Especially striking to those involved in the SPORE grants at UW–Madison is the highly collaborative research culture that permeates the campus.

“We have a unique ecosystem here that is excellent for our SPORE researchers,” says Capitini. “We can leverage resources across the campus — from basic sciences to biomedical engineering, and from medical physics to medical and radiation oncology. It is fulfilling to see everyone come together and build something greater than the sum of the parts.”


Running Like Clockwork

by Kris Whitman

Stately clocks stand the test of time. Often revered by members of a community, many such clocks include actions beyond timekeeping, such as marking the lunar cycle and chiming to alert people at pre-set intervals.

Some such tasks — tracking months, quarters, and years, and communicating about milestones — are among the responsibilities of administrators who are integral to two National Cancer Institute-funded Specialized Programs of Research Excellence (SPORE) grants at the University of Wisconsin Carbone Cancer Center (see main article). For the head and neck cancer SPORE grant, Shari Piaskowski, BS, is the administrator; and for the prostate cancer SPORE grant, Lauren Weeth-Feinstein, MPH ’13, and Renee Zook, MBA, share that responsibility along with other work at the center.

Left to right: Shari Piaskowski, BS, Renee Zook, MBA, Lauren Weeth-Feinstein, MPH ’13

According to Paul Harari, MD, a professor of human oncology and the principal investigator of the head and neck SPORE, “These behind-the-scenes team members keep the projects running like clockwork.” Noting that the grants involve large numbers of people across many departments, he says the administrators “keep us all moving in the same direction using magic touches.”

Piaskowski, Zook, and Weeth-Feinstein say they take a high-level view to gather and share background materials, coordinate small and large meetings, and track deliverables to stay on top of the many milestones in each five-year grant cycle.

Each grant administrator gained research experience through their education and prior work.
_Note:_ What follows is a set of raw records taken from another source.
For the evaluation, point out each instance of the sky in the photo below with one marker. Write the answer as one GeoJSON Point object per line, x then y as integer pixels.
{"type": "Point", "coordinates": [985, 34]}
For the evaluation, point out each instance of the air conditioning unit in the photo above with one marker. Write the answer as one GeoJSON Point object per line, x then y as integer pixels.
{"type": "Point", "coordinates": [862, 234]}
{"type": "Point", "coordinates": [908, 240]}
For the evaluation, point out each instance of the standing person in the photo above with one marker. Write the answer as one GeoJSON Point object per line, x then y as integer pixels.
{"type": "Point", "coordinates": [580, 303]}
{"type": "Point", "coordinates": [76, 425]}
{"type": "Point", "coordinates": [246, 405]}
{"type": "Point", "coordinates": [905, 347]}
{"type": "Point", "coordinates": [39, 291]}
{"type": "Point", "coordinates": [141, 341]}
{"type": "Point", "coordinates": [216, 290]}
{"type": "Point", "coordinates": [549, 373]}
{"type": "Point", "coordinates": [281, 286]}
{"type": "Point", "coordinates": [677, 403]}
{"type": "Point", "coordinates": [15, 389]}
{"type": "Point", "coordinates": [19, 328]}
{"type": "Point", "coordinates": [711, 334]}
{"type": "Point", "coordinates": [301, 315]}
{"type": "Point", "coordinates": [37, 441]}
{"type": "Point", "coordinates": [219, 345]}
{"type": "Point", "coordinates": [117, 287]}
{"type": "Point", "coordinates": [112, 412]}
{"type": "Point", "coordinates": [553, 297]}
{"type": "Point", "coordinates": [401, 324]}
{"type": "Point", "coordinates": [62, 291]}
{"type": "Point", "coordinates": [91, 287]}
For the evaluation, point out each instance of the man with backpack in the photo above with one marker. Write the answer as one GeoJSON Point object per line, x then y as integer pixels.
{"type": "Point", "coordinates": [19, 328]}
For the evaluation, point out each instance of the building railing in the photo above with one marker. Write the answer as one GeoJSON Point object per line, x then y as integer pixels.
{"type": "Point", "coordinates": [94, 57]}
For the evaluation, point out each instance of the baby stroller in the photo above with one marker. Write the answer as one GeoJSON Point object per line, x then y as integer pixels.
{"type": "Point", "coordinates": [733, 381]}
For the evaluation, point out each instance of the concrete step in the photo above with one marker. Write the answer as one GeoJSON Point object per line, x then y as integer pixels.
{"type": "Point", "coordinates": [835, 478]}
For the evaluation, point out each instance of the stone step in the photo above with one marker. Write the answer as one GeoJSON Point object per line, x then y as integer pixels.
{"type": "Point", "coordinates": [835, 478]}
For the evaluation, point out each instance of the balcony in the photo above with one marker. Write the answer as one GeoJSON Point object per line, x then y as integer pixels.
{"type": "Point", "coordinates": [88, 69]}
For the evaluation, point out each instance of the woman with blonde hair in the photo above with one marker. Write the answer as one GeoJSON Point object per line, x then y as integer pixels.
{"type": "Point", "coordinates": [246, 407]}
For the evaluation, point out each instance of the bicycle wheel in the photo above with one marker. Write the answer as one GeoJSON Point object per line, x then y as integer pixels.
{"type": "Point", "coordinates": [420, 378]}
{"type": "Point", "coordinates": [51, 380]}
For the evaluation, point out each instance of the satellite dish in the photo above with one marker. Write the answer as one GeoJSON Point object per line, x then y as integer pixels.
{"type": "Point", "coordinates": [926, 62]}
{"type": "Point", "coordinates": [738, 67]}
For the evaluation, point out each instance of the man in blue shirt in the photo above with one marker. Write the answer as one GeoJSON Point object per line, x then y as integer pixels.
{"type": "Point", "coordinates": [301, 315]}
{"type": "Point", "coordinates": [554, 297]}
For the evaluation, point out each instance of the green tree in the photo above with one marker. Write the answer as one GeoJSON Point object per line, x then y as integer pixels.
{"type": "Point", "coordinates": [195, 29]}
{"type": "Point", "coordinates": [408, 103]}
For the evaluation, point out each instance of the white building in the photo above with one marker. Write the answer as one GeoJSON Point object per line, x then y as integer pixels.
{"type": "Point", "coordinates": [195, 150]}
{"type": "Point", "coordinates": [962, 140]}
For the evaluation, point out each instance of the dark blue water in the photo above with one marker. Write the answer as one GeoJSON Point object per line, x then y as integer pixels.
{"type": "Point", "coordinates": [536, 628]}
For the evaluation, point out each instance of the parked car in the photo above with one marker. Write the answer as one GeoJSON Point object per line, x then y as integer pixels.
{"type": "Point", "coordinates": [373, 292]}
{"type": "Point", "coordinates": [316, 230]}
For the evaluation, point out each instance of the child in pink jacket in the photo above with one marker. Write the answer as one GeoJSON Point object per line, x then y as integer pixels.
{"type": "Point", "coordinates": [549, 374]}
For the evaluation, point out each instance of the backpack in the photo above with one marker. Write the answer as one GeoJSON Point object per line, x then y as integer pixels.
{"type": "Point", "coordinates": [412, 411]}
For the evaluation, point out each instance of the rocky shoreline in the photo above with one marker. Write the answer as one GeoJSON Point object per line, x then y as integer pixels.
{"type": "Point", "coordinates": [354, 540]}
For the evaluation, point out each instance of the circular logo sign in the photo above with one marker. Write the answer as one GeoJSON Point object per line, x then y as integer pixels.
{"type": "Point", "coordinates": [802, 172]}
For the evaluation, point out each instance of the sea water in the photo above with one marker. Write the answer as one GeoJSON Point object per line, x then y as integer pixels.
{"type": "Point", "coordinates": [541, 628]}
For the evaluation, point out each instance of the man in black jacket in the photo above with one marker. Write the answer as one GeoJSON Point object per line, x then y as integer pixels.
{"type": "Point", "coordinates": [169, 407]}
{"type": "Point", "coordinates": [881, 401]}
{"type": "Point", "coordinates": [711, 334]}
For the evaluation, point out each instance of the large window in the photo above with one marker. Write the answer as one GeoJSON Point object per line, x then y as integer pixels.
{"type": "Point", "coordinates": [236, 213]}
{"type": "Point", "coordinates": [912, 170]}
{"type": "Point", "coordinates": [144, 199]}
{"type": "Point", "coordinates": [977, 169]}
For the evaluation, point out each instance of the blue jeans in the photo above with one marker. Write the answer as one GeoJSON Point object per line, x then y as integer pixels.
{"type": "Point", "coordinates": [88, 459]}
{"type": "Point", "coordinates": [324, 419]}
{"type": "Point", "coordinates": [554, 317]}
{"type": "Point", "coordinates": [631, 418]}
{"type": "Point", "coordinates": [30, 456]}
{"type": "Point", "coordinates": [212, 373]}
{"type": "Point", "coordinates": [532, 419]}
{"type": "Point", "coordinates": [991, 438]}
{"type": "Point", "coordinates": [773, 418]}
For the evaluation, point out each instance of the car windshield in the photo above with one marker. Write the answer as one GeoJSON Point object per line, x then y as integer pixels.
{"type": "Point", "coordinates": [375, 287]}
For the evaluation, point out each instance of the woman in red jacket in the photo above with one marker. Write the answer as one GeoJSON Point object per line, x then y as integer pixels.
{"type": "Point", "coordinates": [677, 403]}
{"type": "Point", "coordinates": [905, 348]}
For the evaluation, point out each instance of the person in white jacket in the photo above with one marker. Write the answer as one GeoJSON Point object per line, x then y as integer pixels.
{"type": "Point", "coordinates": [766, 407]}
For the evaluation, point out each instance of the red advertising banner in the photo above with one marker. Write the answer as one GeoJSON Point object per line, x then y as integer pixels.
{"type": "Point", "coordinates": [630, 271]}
All say they are grateful for the dedication and time commitment of the principal investigators, project leaders, and other faculty and staff members.

“Everyone cares deeply about the research missions,” says Zook. “I don’t think you can find a person who has not been affected in some way by cancer.”
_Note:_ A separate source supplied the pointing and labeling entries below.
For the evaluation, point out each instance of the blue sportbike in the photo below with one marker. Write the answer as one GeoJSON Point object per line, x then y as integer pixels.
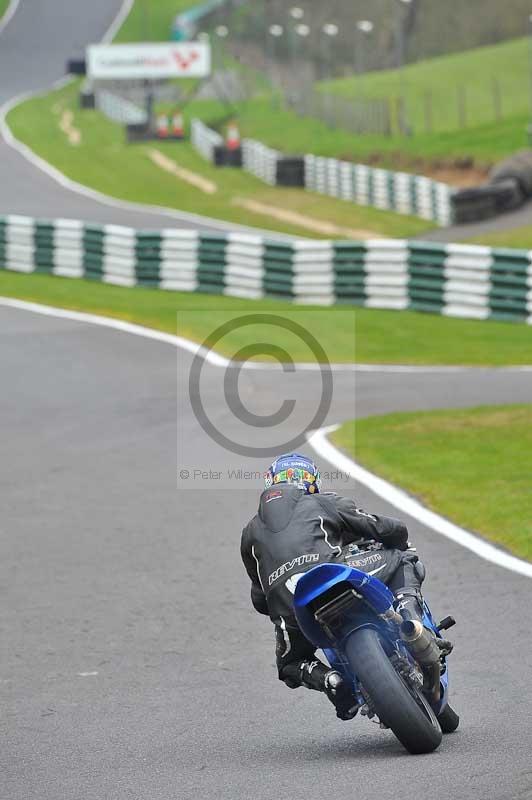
{"type": "Point", "coordinates": [394, 675]}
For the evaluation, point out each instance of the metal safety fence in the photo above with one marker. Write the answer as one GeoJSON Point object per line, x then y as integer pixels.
{"type": "Point", "coordinates": [454, 280]}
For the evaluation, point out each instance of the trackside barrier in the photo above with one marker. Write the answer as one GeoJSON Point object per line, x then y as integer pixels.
{"type": "Point", "coordinates": [205, 140]}
{"type": "Point", "coordinates": [456, 280]}
{"type": "Point", "coordinates": [260, 160]}
{"type": "Point", "coordinates": [358, 183]}
{"type": "Point", "coordinates": [380, 188]}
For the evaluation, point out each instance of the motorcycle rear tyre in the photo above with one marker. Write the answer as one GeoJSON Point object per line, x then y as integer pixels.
{"type": "Point", "coordinates": [448, 719]}
{"type": "Point", "coordinates": [400, 706]}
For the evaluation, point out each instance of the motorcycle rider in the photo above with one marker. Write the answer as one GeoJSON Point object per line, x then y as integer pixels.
{"type": "Point", "coordinates": [297, 527]}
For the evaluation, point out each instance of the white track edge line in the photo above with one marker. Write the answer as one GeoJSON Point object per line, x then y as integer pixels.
{"type": "Point", "coordinates": [401, 500]}
{"type": "Point", "coordinates": [9, 14]}
{"type": "Point", "coordinates": [79, 188]}
{"type": "Point", "coordinates": [317, 439]}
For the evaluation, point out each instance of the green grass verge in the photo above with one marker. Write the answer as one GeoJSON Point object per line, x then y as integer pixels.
{"type": "Point", "coordinates": [364, 335]}
{"type": "Point", "coordinates": [442, 79]}
{"type": "Point", "coordinates": [472, 465]}
{"type": "Point", "coordinates": [104, 162]}
{"type": "Point", "coordinates": [151, 22]}
{"type": "Point", "coordinates": [262, 119]}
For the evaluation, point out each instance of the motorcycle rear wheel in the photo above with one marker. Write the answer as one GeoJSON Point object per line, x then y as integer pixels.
{"type": "Point", "coordinates": [448, 719]}
{"type": "Point", "coordinates": [398, 704]}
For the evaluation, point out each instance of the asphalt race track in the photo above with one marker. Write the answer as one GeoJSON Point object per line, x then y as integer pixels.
{"type": "Point", "coordinates": [132, 665]}
{"type": "Point", "coordinates": [109, 569]}
{"type": "Point", "coordinates": [34, 48]}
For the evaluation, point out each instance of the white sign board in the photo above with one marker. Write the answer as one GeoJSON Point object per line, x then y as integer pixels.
{"type": "Point", "coordinates": [148, 61]}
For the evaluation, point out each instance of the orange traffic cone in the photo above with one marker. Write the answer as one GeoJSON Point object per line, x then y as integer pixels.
{"type": "Point", "coordinates": [233, 137]}
{"type": "Point", "coordinates": [162, 126]}
{"type": "Point", "coordinates": [178, 125]}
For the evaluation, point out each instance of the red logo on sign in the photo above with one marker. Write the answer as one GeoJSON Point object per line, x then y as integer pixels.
{"type": "Point", "coordinates": [185, 62]}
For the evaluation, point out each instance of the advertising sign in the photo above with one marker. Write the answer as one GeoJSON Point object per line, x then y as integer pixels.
{"type": "Point", "coordinates": [148, 61]}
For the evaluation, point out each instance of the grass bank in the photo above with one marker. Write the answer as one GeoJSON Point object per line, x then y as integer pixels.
{"type": "Point", "coordinates": [364, 335]}
{"type": "Point", "coordinates": [151, 22]}
{"type": "Point", "coordinates": [453, 91]}
{"type": "Point", "coordinates": [262, 119]}
{"type": "Point", "coordinates": [3, 7]}
{"type": "Point", "coordinates": [103, 161]}
{"type": "Point", "coordinates": [472, 466]}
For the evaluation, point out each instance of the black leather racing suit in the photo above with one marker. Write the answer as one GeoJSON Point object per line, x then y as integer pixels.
{"type": "Point", "coordinates": [291, 533]}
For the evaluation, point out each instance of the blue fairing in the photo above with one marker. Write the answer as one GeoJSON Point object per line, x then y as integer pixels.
{"type": "Point", "coordinates": [378, 599]}
{"type": "Point", "coordinates": [323, 577]}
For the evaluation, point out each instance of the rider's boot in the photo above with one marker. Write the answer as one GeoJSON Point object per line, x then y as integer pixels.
{"type": "Point", "coordinates": [315, 675]}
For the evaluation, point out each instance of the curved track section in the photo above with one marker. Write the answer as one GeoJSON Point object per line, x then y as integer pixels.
{"type": "Point", "coordinates": [34, 48]}
{"type": "Point", "coordinates": [134, 666]}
Piaskowski adds that active involvement of patient advocates, as required for SPORE grants, serves as a reminder to the team of the ultimate goal of each SPORE to improve options and quality of life for patients with cancer. About the advocates for the head and neck SPORE, she shares, “Hearing our head and neck cancer patient advocates’ voices still greatly impacted by their treatment delivered years ago keeps us grounded to our mission.”

Despite the dry mouth and other lasting side effects of their treatment, these patient advocates are eager to bring positive and inspiring energy to SPORE meetings and community events.
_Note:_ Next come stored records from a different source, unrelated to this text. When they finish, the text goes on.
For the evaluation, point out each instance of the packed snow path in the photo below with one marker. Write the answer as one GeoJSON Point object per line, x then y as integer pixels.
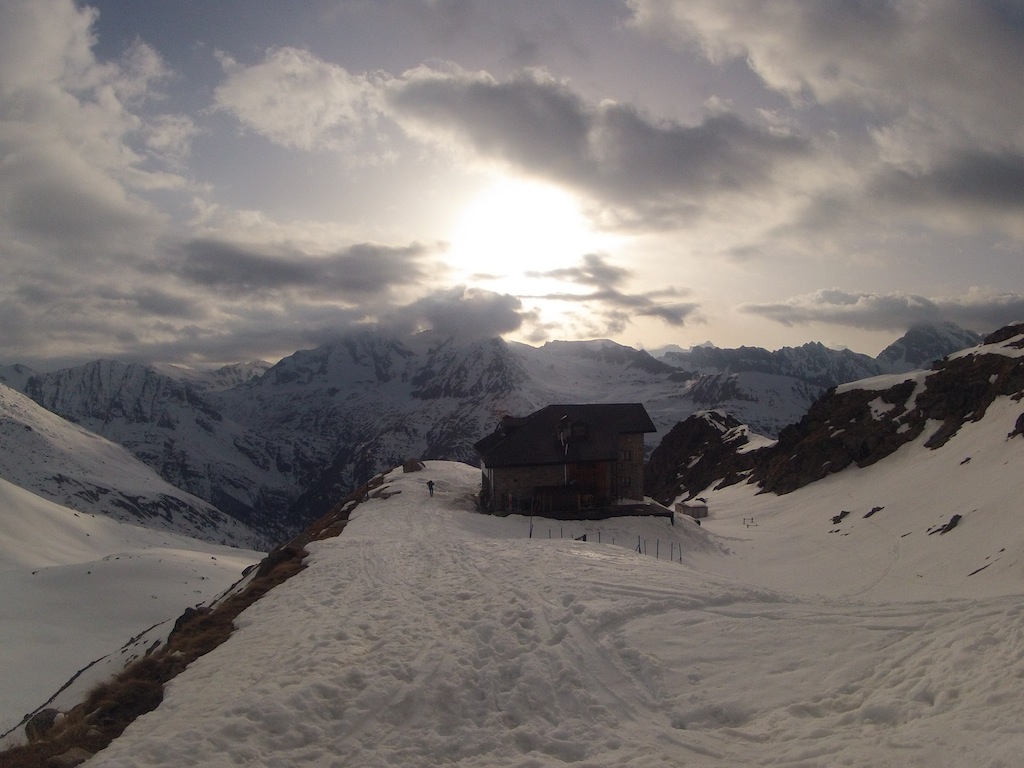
{"type": "Point", "coordinates": [430, 635]}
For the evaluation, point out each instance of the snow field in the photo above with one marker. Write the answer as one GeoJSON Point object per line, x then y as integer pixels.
{"type": "Point", "coordinates": [76, 587]}
{"type": "Point", "coordinates": [430, 635]}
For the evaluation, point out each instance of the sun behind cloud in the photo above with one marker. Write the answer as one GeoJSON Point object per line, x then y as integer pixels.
{"type": "Point", "coordinates": [516, 226]}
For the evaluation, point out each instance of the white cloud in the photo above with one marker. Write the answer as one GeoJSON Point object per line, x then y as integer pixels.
{"type": "Point", "coordinates": [977, 309]}
{"type": "Point", "coordinates": [296, 99]}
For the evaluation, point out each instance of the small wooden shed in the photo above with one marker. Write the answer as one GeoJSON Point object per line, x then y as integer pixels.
{"type": "Point", "coordinates": [694, 508]}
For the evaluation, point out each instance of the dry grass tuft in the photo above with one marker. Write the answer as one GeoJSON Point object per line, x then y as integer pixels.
{"type": "Point", "coordinates": [111, 707]}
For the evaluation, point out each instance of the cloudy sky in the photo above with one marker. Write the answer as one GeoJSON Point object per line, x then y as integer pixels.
{"type": "Point", "coordinates": [216, 180]}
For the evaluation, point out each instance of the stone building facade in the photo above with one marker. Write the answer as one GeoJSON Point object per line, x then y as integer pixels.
{"type": "Point", "coordinates": [565, 458]}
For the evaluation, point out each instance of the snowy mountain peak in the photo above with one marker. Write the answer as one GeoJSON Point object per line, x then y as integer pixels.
{"type": "Point", "coordinates": [60, 461]}
{"type": "Point", "coordinates": [924, 344]}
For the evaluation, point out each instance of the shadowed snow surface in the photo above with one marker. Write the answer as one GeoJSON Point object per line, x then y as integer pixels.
{"type": "Point", "coordinates": [429, 635]}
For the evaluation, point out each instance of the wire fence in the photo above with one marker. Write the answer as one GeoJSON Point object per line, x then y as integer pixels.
{"type": "Point", "coordinates": [673, 551]}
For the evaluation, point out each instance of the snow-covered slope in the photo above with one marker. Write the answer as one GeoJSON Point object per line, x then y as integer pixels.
{"type": "Point", "coordinates": [924, 344]}
{"type": "Point", "coordinates": [76, 586]}
{"type": "Point", "coordinates": [276, 450]}
{"type": "Point", "coordinates": [62, 462]}
{"type": "Point", "coordinates": [427, 634]}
It is beautiful how their expertise from various areas comes together and moves our strategic goals forward toward finding a cure for cancer.

  • Renee Zook, MBA

The programs’ interdisciplinary nature appeals to Weeth-Feinstein; she says, “I love being able to interact with and learn from experts in so many disciplines. I like seeing them make connections that bring new approaches to bear on research problems.”

In agreement, Zook comments, “It is beautiful how their expertise from various areas comes together and moves our strategic goals forward toward finding a cure for cancer.”